Evening Sale
Live Virtual Auction, 28 May 2024
Evening Sale
About this Item
signed
Notes
In 2005, William Kentridge premiered his commissioned production of Mozart’s Die Zauberflöte (The Magic Flute) at the Royal Theatre of La Monnaie, an opera house in Brussels. As part of his planning for this large-scale production Kentridge created a miniature theatre in his studio to develop his set design and work out the relationship between the live actors and projected stop-animation films. Kentridge’s directorial aid was subsequently exhibited at the Goodman Gallery. The exhibition also included working drawings and fragments used in creating animations for the opera. This drawing, which derives from that exhibition, presents a series of preliminary studies for the intricately layered physical proscenium that Kentridge used to surround the central stage space.

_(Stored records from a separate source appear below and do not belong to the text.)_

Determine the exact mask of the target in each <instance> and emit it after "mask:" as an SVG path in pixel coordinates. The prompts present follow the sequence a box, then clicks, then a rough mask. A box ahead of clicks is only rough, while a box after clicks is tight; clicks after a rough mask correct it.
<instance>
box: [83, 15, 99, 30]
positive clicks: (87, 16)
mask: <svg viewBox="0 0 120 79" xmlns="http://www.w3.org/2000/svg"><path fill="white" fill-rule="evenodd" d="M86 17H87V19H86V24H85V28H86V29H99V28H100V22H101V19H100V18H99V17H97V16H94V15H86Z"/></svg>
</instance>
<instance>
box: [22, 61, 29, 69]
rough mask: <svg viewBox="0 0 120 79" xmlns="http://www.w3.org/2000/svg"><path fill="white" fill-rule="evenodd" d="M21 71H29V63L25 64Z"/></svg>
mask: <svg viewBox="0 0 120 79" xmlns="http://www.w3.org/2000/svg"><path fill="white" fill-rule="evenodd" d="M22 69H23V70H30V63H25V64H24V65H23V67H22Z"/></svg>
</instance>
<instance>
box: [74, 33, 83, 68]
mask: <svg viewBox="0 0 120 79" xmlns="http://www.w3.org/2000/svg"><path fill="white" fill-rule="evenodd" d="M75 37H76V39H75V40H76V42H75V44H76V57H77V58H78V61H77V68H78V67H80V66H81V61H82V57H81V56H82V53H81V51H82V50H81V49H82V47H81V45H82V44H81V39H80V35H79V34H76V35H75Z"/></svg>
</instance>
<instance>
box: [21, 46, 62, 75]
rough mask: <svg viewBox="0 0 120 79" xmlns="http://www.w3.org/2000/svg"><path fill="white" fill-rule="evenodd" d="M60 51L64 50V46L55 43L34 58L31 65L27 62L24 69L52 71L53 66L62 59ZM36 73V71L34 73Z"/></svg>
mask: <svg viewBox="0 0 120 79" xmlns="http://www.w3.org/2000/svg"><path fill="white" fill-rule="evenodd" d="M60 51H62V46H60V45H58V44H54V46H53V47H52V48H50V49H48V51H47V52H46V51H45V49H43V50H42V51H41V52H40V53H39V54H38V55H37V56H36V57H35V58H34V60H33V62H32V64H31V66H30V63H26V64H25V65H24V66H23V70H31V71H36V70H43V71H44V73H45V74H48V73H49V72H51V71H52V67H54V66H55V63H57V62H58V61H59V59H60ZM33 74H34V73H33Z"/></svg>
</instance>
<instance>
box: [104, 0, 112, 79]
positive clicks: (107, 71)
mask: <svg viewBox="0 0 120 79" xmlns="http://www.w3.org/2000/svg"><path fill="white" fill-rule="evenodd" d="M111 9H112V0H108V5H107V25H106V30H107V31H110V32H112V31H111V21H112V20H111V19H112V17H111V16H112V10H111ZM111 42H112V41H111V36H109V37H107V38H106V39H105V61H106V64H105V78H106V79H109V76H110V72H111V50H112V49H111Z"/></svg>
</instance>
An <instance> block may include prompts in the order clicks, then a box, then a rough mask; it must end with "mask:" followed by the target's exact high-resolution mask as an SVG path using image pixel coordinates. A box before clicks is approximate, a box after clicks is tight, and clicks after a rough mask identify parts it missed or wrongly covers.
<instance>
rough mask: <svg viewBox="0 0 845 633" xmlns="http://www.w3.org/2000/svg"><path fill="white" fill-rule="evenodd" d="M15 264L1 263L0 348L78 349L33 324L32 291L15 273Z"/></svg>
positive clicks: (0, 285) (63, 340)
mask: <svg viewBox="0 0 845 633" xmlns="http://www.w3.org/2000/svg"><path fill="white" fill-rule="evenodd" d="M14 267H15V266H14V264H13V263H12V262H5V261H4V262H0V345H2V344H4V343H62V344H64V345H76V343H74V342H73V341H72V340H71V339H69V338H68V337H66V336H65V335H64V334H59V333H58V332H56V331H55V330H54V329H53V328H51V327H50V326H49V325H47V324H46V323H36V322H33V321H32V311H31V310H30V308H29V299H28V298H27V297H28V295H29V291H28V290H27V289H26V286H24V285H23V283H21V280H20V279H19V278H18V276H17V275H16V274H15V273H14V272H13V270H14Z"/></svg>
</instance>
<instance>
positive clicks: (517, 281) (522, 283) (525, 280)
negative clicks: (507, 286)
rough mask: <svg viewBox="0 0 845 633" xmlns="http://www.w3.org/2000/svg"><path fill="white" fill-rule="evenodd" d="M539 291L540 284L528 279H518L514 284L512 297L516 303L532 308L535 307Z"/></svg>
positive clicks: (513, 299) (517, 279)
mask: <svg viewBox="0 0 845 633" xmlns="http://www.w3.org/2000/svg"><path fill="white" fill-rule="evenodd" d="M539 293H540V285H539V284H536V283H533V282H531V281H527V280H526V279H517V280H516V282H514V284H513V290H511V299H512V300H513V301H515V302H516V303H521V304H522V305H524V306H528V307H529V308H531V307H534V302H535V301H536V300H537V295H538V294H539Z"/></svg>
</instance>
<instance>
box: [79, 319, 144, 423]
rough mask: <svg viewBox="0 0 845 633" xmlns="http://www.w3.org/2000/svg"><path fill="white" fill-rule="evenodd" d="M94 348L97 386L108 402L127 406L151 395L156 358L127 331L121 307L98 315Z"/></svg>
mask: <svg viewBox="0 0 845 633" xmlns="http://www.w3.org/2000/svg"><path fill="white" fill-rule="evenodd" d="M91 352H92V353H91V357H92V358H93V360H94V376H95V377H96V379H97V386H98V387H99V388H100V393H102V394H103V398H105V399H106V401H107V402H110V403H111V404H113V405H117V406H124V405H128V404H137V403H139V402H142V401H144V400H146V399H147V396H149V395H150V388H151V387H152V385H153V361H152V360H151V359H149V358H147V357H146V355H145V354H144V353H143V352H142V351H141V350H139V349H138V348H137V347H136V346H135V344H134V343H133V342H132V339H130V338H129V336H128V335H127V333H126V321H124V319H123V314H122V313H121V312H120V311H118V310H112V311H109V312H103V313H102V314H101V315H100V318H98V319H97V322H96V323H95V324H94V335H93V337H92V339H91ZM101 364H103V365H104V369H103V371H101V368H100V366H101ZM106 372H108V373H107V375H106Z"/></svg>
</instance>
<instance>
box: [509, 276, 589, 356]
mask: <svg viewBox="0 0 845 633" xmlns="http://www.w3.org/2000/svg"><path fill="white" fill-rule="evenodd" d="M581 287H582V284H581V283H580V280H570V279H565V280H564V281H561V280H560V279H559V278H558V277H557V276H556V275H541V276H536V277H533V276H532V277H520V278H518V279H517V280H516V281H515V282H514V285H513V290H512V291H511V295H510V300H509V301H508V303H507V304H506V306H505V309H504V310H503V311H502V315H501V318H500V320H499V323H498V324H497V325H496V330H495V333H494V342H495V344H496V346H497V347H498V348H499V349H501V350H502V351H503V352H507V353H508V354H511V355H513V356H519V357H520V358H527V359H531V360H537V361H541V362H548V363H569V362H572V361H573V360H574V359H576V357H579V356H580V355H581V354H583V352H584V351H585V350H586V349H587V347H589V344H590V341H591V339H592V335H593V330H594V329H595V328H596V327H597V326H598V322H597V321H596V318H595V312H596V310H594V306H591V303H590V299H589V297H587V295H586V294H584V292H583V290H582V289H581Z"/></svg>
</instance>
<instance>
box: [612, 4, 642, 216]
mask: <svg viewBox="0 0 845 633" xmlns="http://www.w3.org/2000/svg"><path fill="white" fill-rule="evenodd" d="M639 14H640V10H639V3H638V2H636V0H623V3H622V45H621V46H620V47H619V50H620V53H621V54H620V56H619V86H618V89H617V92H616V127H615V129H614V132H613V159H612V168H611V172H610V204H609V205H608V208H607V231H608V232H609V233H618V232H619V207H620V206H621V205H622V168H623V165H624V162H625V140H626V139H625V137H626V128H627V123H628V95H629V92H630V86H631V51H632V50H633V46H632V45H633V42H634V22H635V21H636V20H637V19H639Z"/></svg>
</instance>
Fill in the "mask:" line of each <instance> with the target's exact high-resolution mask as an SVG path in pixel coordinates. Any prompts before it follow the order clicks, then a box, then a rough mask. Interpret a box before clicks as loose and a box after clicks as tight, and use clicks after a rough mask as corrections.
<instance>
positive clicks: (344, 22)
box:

The drawings rhythmically repeat motifs (stage curtains, tropical palms) in a dominant chromatic hue of charcoal black. The sober tone is consistent with Kentridge’s contemporary reading of Mozart’s opera. ‘Mozart wrote Die Zauberflöte in 1791, when an optimism and clear belief in the Enlightenment were possible,’ Kentridge told an audience at Harvard University in 2012. ‘Such an optimism is no longer available. Not just the individual monsters of history but the calamitous history of colonialism, the primary political manifestation of the Enlightenment, are both object lessons we cannot ignore.’1 Kentridge’s use of charcoal as a thinking tool for manifesting these thoughts in his stage design points to the remarkable utility of charcoal in Kentridge’s creative universe.
1 William Kentridge (2014) Six Drawing Lessons, Massachusetts, Harvard University Press. Page 48.